Demikian juga di di Istana Bogor penjagaan sangat ketat. ''Di sana (Istana 
Bogor) Bapak diperintahkan menandatangani sebuah surat, tanpa boleh mengetahui 
isinya. Demikian juga yang lainnya tidak mengetahui apa isi surat tersebut,'' 
kenang Dewi.

Kala itu, menyusul pembunuhan para jenderal TNI Angkatan Darat pada 30 
September 1965, kondisi perpolitikan dan pemerintahan tak menentu. Sebagian 
pihak menuntut Sukarno yang menjabat presiden seumur hidup bertanggung jawab. 
Bantahan Sukarno perihal keterlibatan dalam insiden tak sedemikian diindahkan. 
Kecurigaan yang terus dikipas-kipasi sejumlah pihak tak kunjung surut 
berbulan-bulan selepas kejadian. Tudingannya bahwa peristiwa 30 September 
dipicu infiltrasi badan intelijen AS, CIA, dalam tubuh CIA juga menambah hawa 
saling curiga.

Di jalan-jalan aksi menuntut pembubaran kabinet serta PKI yang dituding jadi 
dalang gerakan 30 september terus dilakukan. Pembunuhan-pembunuhan terhadap 
anasir PKI juga membuat suasana kian mencekam. 

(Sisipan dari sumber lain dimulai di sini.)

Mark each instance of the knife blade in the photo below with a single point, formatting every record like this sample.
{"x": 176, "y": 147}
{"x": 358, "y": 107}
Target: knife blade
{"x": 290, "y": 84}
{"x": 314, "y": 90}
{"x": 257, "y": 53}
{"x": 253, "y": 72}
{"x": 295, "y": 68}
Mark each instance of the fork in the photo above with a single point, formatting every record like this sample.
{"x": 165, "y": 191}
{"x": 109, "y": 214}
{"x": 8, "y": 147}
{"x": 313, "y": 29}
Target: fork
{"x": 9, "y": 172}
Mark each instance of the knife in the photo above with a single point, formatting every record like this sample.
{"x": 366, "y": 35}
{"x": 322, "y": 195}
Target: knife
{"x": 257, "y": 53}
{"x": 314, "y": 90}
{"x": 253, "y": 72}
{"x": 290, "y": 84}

Surat yang diceritakan Dewi tersebut, nantinya bakal jadi polemik tak 
berkesudahan. Ia adalah salah satu lini masa perjalanan sejarah bangsa 
Indonesia, meski wujud aslinya hingga saat ini entah kemana. Garis besar dalam 
berbagai versi salinan yang dipegang berbagai pihak, garis besar surat itu 
memerintahkan Panglima Angkatan Darat Letjen TNI Soeharto memulihkan keadaan 
guna keberlangsungan pemerintahan. Dalam sejarah versi Orde Baru, ia jadi surat 
yang memindahkan kekuasaan dari Sukarno ke Soeharto.

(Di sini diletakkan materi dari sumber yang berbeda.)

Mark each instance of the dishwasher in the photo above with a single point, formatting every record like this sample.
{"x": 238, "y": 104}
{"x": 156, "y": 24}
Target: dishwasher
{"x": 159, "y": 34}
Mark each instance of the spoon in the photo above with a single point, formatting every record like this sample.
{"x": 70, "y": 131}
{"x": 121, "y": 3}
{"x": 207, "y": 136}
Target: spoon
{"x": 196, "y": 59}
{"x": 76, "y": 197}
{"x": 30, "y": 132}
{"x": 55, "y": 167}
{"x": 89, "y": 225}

Dalam sidang kabinet tanggal 11 Maret 1966, Soeharto sedianya berhalangan hadir 
karena alasan sakit flu. Pagi itu pasukan dari Kostrad telah mengepung istana 
di sela gencarnya demo mahasiswa yang menuntut bubarnya kabinet. Gerakan mop up 
itu membikin sidang kabinet dengan agenda pelantikan para menteri itu gagal 
berlanjut. Bung Karno diikuti menteri-menteri seniornya antara lain waperdam 
Soebandrio dan Chaerul Saleh harus mengungsi ke Bogor karena alasan keamanan. 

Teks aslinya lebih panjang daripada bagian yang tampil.